Desde que vimos The Adventures of Ellion: The Millennium Tales, resulta inevitable compararlo con The Legend of Zelda. Y es que el título, su estilo de juego acción-aventura clásica, el protagonista, su hada, la princesa… sus similitudes son evidentes. Sin embargo, está claro que rebosa del estilo HD-2D que Square Enix utiliza en varios títulos desde el primer Octopath Traveler.

¡Y no es solo la estética! El juego goza de una estructura narrativa, personajes e historia que son un sello de calidad incuestionable. Además, su enfoque jugable está centrado en la acción y el combate, pues los puzles son bastante más ligeros que la saga en la que parece basarse. Esto lo acercaría más a aventuras como los antiguos Ys o los Mana.

Comparativas aparte, con The Adventures of Elliot estamos ante un juegazo muy disfrutable que ofrece una alternativa sólida a los famosos viajes de Link y compañía. ¡Profundicemos un poco en cada uno de sus apartados!

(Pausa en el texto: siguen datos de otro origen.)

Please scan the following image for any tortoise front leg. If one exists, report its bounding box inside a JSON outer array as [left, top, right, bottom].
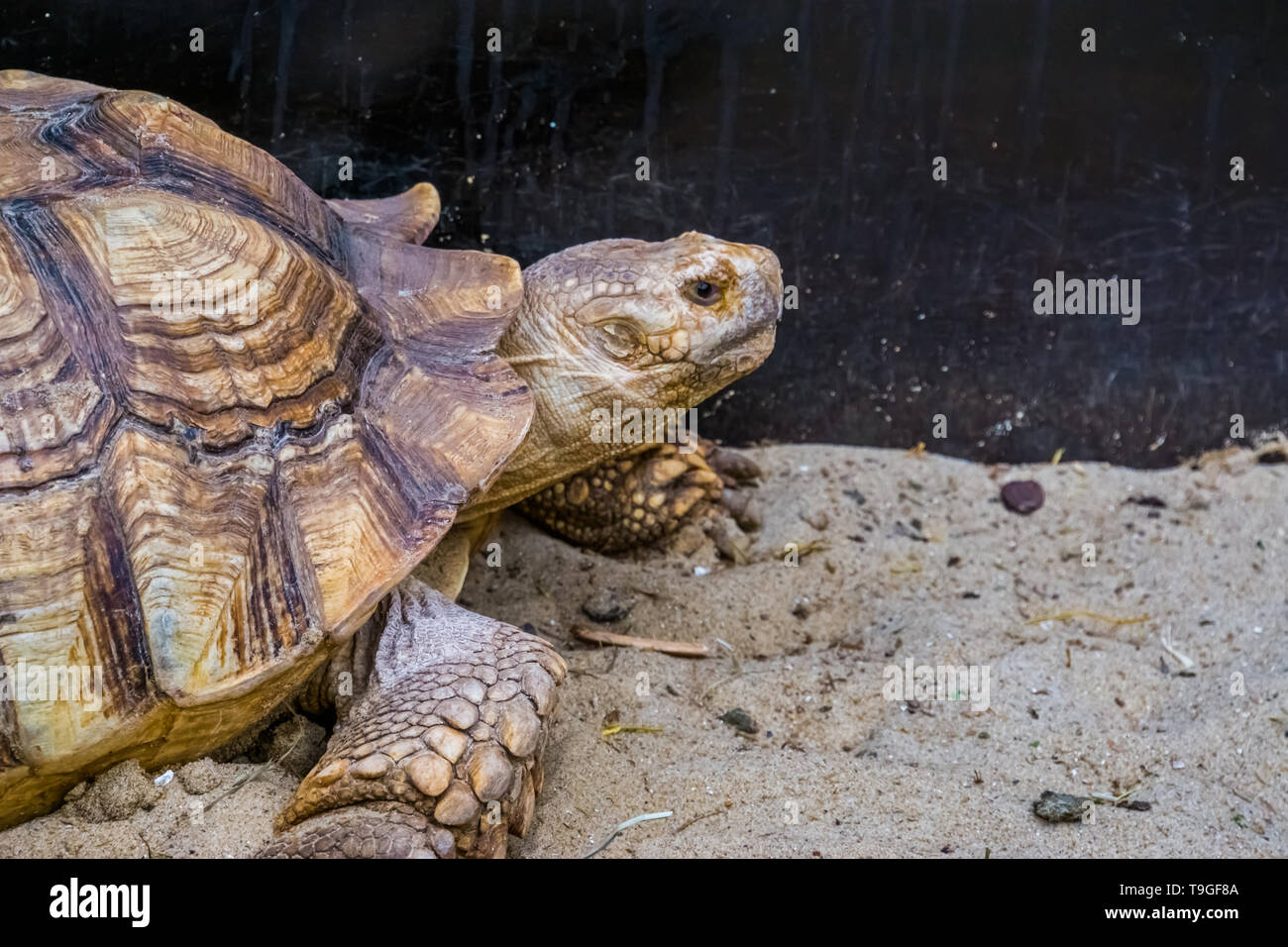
[[261, 578, 566, 858], [519, 440, 760, 553]]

Historia: aventuras a través del tiempo

The Adventures of Elliot: The Millennium Tales princesa Heuria

El viaje de nuestro protagonista empieza de la forma más clásica posible. Él es un aventurero y el rey le pide ayuda para investigar ciertas ruinas. A partir de ahí viviremos una gran aventura que girará en torno a la capacidad de Elliot para viajar en el tiempo a través de ciertas puertas que lo trasladan a distintas épocas del mismo reino. Y debo señalar que es tan preciosa como entrañable.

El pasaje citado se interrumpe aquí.